Ratusan jemaah yang memadati ruang utama masjid tampak antusias menyimak setiap poin yang disampaikan. Rizal menekankan bahwa ketaatan kepada Sang Pencipta harus berjalan beriringan dengan kebaikan kepada sesama manusia.
Masjid Sebagai Poros Moral
Dalam orasinya di atas mimbar, Rizal menggarisbawahi bahwa fungsi masjid harus dikembalikan sebagai pusat peradaban dan pembinaan karakter. Menurutnya, tempat ibadah bukan sekadar ruang ritual, melainkan wadah untuk memupuk nilai gotong royong dan toleransi.
”Kualitas iman seseorang tidak hanya diukur dari sujudnya, tetapi juga dari sejauh mana ia peduli terhadap kesulitan tetangganya. Di tengah dinamika zaman, ukhuwah adalah fondasi utama kita,” tegas Rizal dalam kutipan pesan khutbahnya.
Ia juga mengingatkan bahwa tantangan kehidupan yang kian kompleks menuntut masyarakat untuk lebih peka terhadap kondisi sekitar. Nilai-nilai religius, lanjutnya, harus bertransformasi menjadi aksi nyata dalam membantu sesama yang membutuhkan.
Menyerap Aspirasi Melalui Religi
Suasana penuh kekeluargaan terlihat usai pelaksanaan salat Jumat. Rizal tidak langsung meninggalkan lokasi, melainkan menyempatkan diri berbaur dan bersalaman dengan warga.
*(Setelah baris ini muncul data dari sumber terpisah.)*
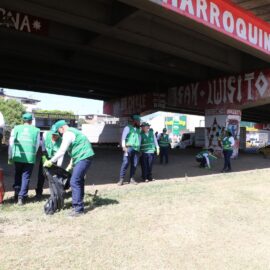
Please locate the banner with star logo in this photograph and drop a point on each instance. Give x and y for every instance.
(23, 22)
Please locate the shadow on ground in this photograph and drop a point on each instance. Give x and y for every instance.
(92, 201)
(107, 162)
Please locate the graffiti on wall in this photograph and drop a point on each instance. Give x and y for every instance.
(230, 92)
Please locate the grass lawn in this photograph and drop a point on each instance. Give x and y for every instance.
(214, 222)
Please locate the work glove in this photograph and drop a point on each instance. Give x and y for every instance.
(10, 162)
(43, 159)
(47, 164)
(69, 168)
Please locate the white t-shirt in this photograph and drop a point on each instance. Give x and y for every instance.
(124, 136)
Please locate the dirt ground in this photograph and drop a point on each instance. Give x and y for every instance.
(107, 161)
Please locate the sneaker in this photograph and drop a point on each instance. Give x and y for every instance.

Momen ini dimanfaatkan sejumlah jemaah untuk berdialog singkat dengan wakil rakyat tersebut.
Kehadiran sosok legislator di tengah masyarakat dalam agenda keagamaan ini diharapkan mampu memperpendek jarak antara rakyat dan perwakilannya di parlemen. Selain memperkuat nilai religius, kegiatan ini menjadi simbol bahwa pengabdian kepada negara dapat dimulai dari penguatan moral di tingkat akar rumput.
Hingga acara usai, kegiatan berlangsung dengan tertib dan penuh kekhusyukan, meninggalkan pesan mendalam bagi warga Batang untuk terus menjaga kerukunan di tengah keberagaman.**( Joko Longkeyang).